Lizards Enter REM and Sleep like Humans

Sleep is a crucial activity for mammals and now a new study confirms the same for some reptiles. Through brain analysis of bearded dragons (Pogona vitticeps) they observed two stages of sleep similar to those of other animals, including humans. These finding suggests that developments in the rest systems began more than 300 million years ago.

GERMANY – Most animals sleep or rest, but until now, it was thought that only mammals and birds shared patterns like rapid eye movement (REM), at which humans have dreams or nightmares.  Thanks to a new study, we can add that too to an Australian lizard to the same category as such animals.

The bearded dragon (Pogona vitticeps) is dedicating six to ten hours a day to rest.  A group of German researchers monitored their brain activity during this time looking for electrophysiological characteristic movements of sleep: the slow wave (SW) and rapid eye movement (REM).  The results published today in Science confirm that these reptiles passed through these phases in periods of 80 seconds.

“Among mammals, there tends to be a direct relationship between the size of animals and duration of each sleep cycle. It does not happen the same with bearded dragons,” declares Sinc Gilles Laurent, one of the authors of the study. “The patterns of these lizards are much shorter and more frequently than one would expect if you consider its size.”

While humans during REM sleep last more than one hour per cycle, half an hour for cats and 15 minutes for rats, bearded dragons is just 80 seconds in this state. Throughout the rest period these animals showed this pattern repeated up to 350 times. “Perhaps this anomaly is due to neuronal activity occurred in an area of the brain-the anterior dorsal crest different from that of mammals -the crust- in ventricular” said Laurent.

Experts note that the cycle could be affected by the cold-blooded reptiles. Like lizards can control their body temperature, they need to have their active nervous system longer, reducing the pulse duration, speed and synaptic transmission between neurons.

“Our study suggests that sleep patterns began to evolve for each species, at least 320 million years ago,” says the scientist. The research sheds new light on the common ancestors of reptiles, birds and mammals: amniotes.

Amniotes are a group of tetrapod vertebrates that inhabited the Earth when it was not yet divided into continents.  Scientists suggest that states SW and REM sleep evolved differently for mammals, birds and reptiles but they were the same originally.  In light of this finding, the authors of the study believe it would be useful to conduct analysis in amphibians and fish to see if sleep patterns could go back further in time.
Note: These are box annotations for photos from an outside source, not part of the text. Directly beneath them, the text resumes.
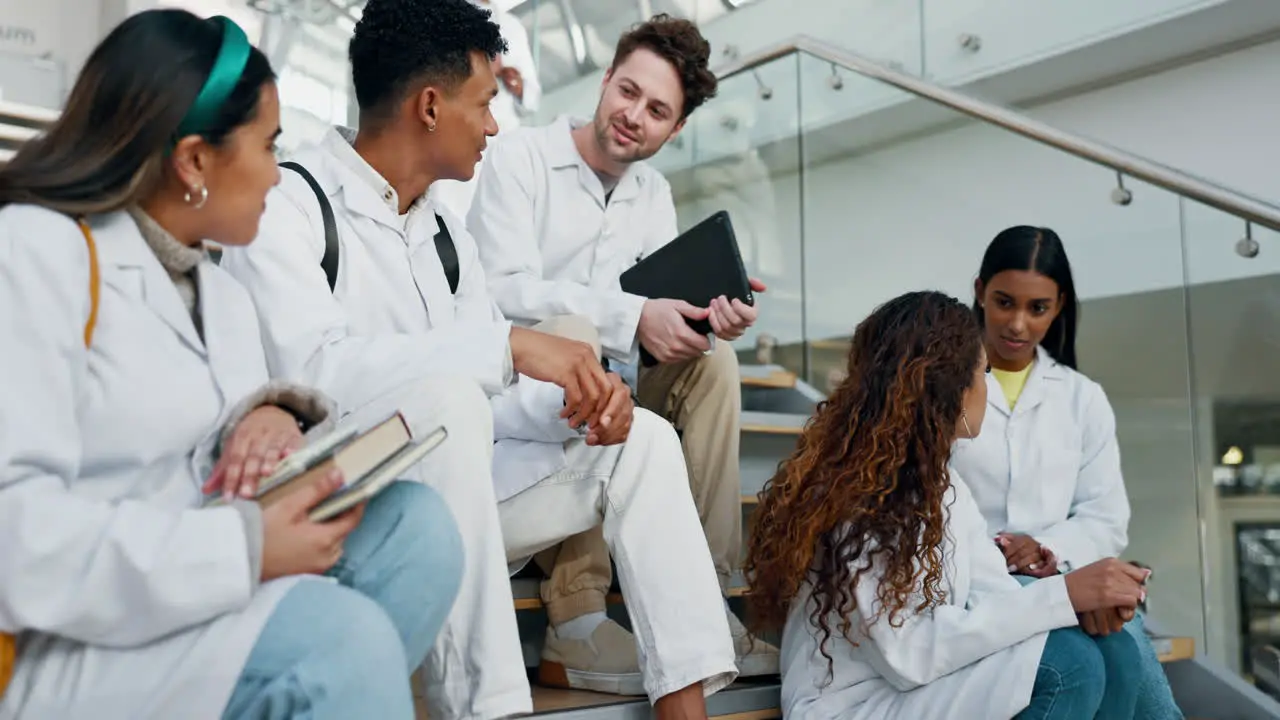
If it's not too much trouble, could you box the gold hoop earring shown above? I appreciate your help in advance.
[182,186,209,210]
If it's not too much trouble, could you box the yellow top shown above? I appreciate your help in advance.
[991,363,1036,410]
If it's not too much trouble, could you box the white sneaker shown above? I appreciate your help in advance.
[538,620,645,696]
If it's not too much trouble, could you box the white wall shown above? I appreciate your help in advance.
[681,37,1280,345]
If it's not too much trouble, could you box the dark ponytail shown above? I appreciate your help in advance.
[973,225,1080,370]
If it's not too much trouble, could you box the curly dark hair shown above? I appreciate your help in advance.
[347,0,507,117]
[609,13,718,119]
[745,292,982,669]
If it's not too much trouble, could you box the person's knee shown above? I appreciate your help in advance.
[1036,628,1107,708]
[695,340,742,398]
[1096,630,1143,688]
[383,482,465,605]
[398,374,493,443]
[627,407,682,455]
[534,315,600,357]
[288,580,406,681]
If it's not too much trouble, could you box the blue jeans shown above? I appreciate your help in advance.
[223,482,462,720]
[1014,575,1183,720]
[1018,628,1139,720]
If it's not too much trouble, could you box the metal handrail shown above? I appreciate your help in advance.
[716,35,1280,231]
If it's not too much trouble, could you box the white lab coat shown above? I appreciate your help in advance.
[467,118,677,363]
[221,131,579,502]
[0,206,304,720]
[951,347,1129,570]
[781,474,1076,720]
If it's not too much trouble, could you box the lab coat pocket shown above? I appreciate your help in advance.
[1033,441,1080,517]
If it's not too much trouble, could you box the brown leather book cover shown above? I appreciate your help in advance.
[257,413,412,507]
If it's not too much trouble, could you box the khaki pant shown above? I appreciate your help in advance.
[535,316,742,625]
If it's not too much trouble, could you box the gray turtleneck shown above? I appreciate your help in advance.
[129,208,337,588]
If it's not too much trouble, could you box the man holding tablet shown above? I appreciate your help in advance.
[467,15,778,696]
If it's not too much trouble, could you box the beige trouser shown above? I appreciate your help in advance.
[535,316,742,625]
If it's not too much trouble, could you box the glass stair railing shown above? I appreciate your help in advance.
[655,30,1280,717]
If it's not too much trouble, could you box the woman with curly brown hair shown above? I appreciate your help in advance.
[746,292,1146,720]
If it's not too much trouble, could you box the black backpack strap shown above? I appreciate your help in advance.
[435,213,458,295]
[280,160,338,292]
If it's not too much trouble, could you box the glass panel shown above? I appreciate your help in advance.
[1184,201,1280,698]
[654,55,803,363]
[512,0,756,101]
[800,49,1204,643]
[923,0,1213,85]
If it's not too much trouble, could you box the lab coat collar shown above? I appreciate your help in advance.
[90,210,206,357]
[547,115,645,208]
[987,345,1070,416]
[320,126,426,233]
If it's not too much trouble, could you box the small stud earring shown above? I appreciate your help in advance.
[182,186,209,210]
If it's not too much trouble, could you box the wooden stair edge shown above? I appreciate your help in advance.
[739,423,804,436]
[741,369,799,389]
[513,585,750,610]
[1151,637,1196,664]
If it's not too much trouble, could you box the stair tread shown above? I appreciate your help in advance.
[532,682,781,720]
[739,365,797,388]
[511,573,748,610]
[413,680,782,720]
[740,410,809,436]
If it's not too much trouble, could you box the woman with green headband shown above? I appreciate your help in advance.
[0,10,461,720]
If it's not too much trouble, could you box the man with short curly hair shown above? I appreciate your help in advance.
[467,15,778,693]
[223,0,737,720]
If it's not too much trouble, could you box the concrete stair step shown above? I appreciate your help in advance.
[415,680,782,720]
[511,573,748,611]
[739,365,796,389]
[740,410,809,436]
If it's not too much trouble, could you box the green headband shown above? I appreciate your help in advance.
[178,15,251,137]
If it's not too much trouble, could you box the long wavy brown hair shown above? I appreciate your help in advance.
[745,292,982,667]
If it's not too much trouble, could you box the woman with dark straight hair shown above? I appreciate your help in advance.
[0,10,461,720]
[951,225,1181,720]
[746,292,1146,720]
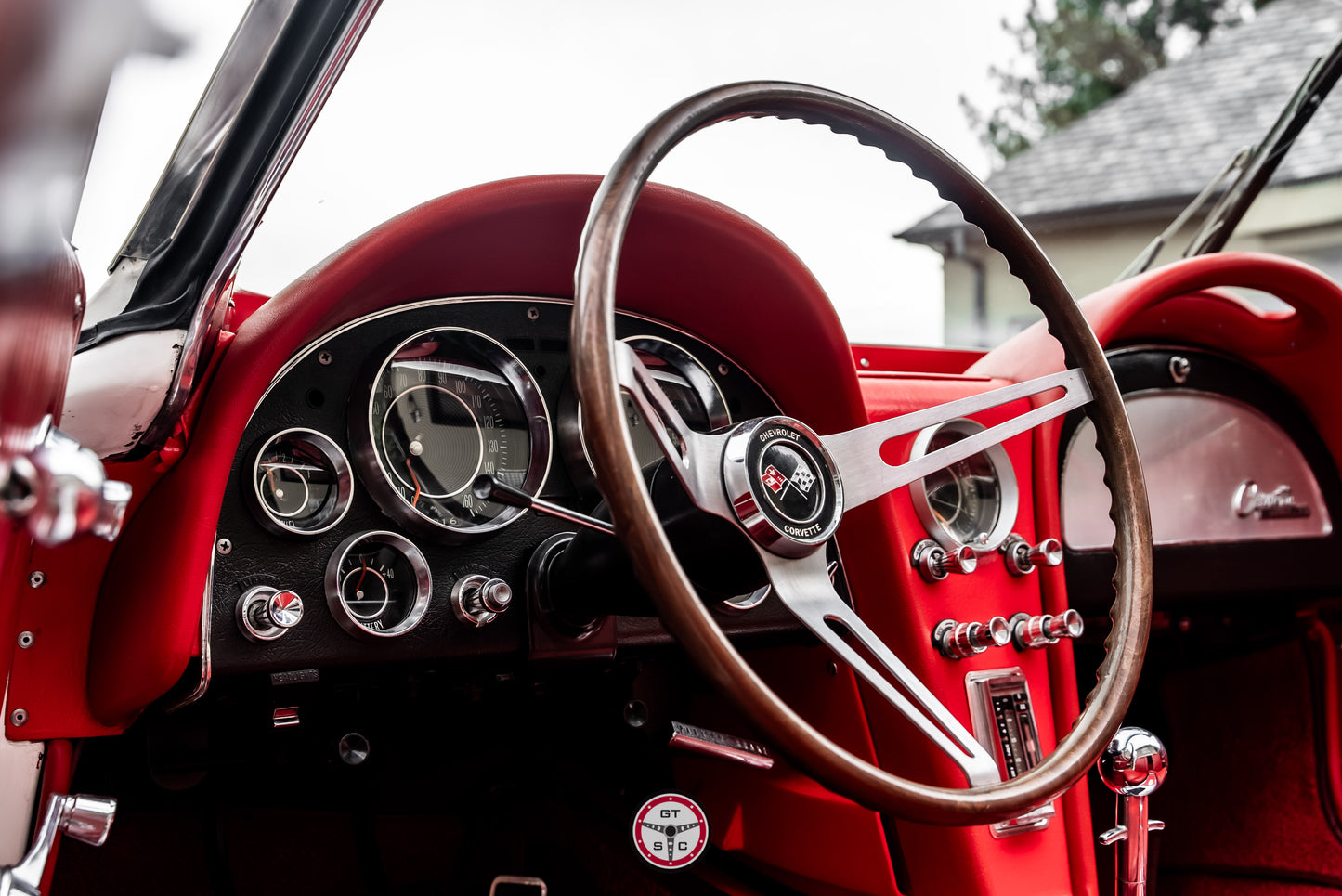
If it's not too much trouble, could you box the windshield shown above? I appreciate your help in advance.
[68,0,1024,344]
[76,0,1342,347]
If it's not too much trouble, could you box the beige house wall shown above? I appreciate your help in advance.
[944,180,1342,346]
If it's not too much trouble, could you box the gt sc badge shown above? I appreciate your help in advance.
[633,793,709,871]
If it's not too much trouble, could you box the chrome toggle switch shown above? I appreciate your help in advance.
[998,533,1062,576]
[1095,728,1169,896]
[235,585,304,643]
[0,793,117,896]
[1008,609,1086,651]
[913,538,978,582]
[932,616,1010,660]
[452,573,513,628]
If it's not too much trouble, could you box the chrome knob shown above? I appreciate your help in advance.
[913,538,978,582]
[235,585,304,643]
[1095,728,1169,896]
[1008,609,1086,651]
[932,616,1010,660]
[60,793,117,847]
[1095,728,1170,797]
[452,573,513,628]
[1000,533,1062,576]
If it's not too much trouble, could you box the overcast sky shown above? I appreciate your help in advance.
[75,0,1025,344]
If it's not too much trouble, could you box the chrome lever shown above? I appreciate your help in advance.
[1095,728,1169,896]
[0,793,117,896]
[471,474,615,535]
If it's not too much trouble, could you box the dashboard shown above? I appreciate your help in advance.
[11,178,1342,892]
[208,296,794,673]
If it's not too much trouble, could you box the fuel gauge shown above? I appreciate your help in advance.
[326,531,434,639]
[247,429,354,535]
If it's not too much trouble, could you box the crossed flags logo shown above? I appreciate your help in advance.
[792,467,816,495]
[760,464,816,495]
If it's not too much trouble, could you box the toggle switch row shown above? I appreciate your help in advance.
[932,609,1086,660]
[910,533,1062,582]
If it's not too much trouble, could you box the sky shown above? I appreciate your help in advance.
[75,0,1025,344]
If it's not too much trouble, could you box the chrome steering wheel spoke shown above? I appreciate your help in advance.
[760,549,1001,787]
[821,368,1094,509]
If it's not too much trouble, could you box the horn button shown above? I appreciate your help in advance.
[722,417,842,557]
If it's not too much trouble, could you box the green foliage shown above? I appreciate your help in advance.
[959,0,1270,160]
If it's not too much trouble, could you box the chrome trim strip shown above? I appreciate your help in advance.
[165,547,215,712]
[247,295,781,436]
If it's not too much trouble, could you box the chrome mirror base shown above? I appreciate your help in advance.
[0,793,117,896]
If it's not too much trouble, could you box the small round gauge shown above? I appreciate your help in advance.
[247,429,354,535]
[908,419,1020,552]
[326,533,434,639]
[350,327,550,535]
[562,335,732,485]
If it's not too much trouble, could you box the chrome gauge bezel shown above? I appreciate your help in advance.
[560,334,733,488]
[908,417,1020,554]
[350,326,553,540]
[243,426,354,538]
[325,530,434,642]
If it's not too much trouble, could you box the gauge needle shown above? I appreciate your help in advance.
[405,458,420,507]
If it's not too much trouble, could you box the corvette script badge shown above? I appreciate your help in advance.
[633,793,709,871]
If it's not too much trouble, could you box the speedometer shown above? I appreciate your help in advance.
[352,327,550,535]
[908,417,1020,552]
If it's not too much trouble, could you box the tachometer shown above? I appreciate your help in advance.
[908,419,1020,552]
[352,327,550,535]
[326,533,434,639]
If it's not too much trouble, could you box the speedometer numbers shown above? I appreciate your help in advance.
[350,327,550,537]
[908,419,1020,554]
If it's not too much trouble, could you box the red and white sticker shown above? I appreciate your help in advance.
[633,793,709,871]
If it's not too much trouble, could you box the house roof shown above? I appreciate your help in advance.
[898,0,1342,242]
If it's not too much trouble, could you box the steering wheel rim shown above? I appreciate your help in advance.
[572,82,1152,825]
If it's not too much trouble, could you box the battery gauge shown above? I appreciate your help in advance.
[247,429,354,535]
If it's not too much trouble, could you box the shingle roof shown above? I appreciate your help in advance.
[899,0,1342,241]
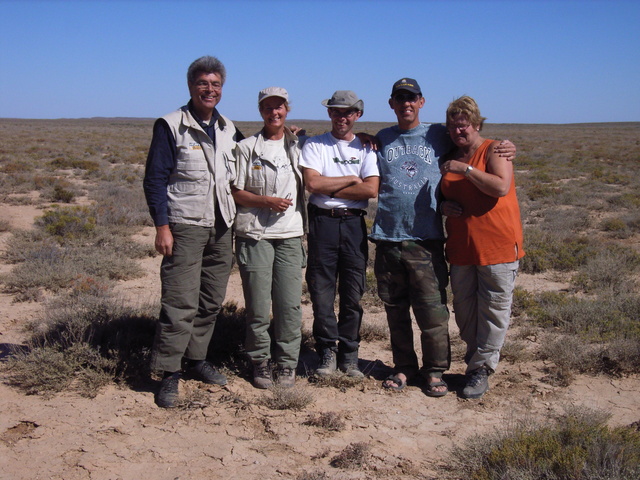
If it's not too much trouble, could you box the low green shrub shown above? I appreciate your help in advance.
[6,294,156,397]
[452,409,640,480]
[35,206,96,240]
[49,157,100,172]
[520,227,597,273]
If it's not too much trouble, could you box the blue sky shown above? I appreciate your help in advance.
[0,0,640,123]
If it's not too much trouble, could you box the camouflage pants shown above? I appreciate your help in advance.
[375,240,451,377]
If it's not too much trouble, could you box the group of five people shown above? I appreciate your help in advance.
[144,56,524,407]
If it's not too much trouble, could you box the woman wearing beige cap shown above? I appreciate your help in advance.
[232,87,306,388]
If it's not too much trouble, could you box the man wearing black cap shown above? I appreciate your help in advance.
[300,90,379,377]
[370,78,515,397]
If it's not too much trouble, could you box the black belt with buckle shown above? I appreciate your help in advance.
[309,204,367,218]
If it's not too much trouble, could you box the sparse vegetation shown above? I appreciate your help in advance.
[304,412,346,432]
[260,385,313,410]
[453,409,640,480]
[0,119,640,480]
[331,442,371,469]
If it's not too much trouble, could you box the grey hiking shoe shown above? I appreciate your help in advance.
[156,372,182,408]
[461,367,489,398]
[340,362,364,378]
[185,360,227,385]
[316,349,338,377]
[253,360,273,390]
[276,367,296,388]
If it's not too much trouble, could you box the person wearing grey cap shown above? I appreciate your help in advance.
[232,87,306,388]
[370,77,515,397]
[300,90,379,377]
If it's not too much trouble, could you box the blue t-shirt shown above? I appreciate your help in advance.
[370,124,453,242]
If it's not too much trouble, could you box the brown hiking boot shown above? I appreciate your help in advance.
[253,360,273,390]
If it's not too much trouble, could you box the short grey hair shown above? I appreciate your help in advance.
[187,55,227,85]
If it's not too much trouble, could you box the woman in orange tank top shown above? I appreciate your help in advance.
[440,96,524,398]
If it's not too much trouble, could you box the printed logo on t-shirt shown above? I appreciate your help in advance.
[333,157,360,165]
[400,161,418,178]
[251,159,262,170]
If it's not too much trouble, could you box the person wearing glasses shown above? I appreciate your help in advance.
[370,78,515,397]
[441,96,524,398]
[232,87,306,389]
[143,56,244,408]
[300,90,379,378]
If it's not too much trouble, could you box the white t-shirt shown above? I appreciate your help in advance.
[300,132,380,209]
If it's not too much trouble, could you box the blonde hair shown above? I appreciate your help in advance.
[447,95,486,130]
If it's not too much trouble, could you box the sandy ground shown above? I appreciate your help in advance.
[0,206,640,480]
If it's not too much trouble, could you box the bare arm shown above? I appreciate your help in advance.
[494,140,516,162]
[441,141,513,198]
[333,176,380,200]
[231,187,293,212]
[302,168,362,195]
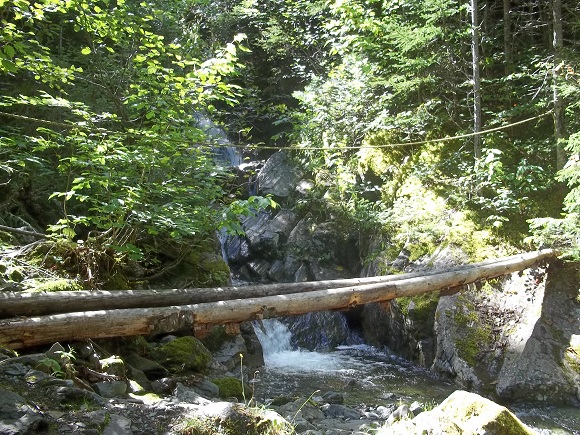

“At the moment, how and why began to evolve sleep remains a mystery”, says Gilles Laurent.

Do lizards dream?

This discovery opens the door to further studies on whether animals can dream. “The concept of ‘dream’ is something linked only human and some people consider that it is essential to be aware,” Laurent says.

However, although still not known for sure, experts believe that this statement should not be so emphatic if one considers that these phenomena are the result of a very slow evolutionary process and that all the factors involved are not known in the formation of dreams.

“If you are willing to accept that bits of ‘neuronal reproduction’ in certain areas of the brain during sleep can be called dreams, one could say that lizards have something like dreams,” said the scientist.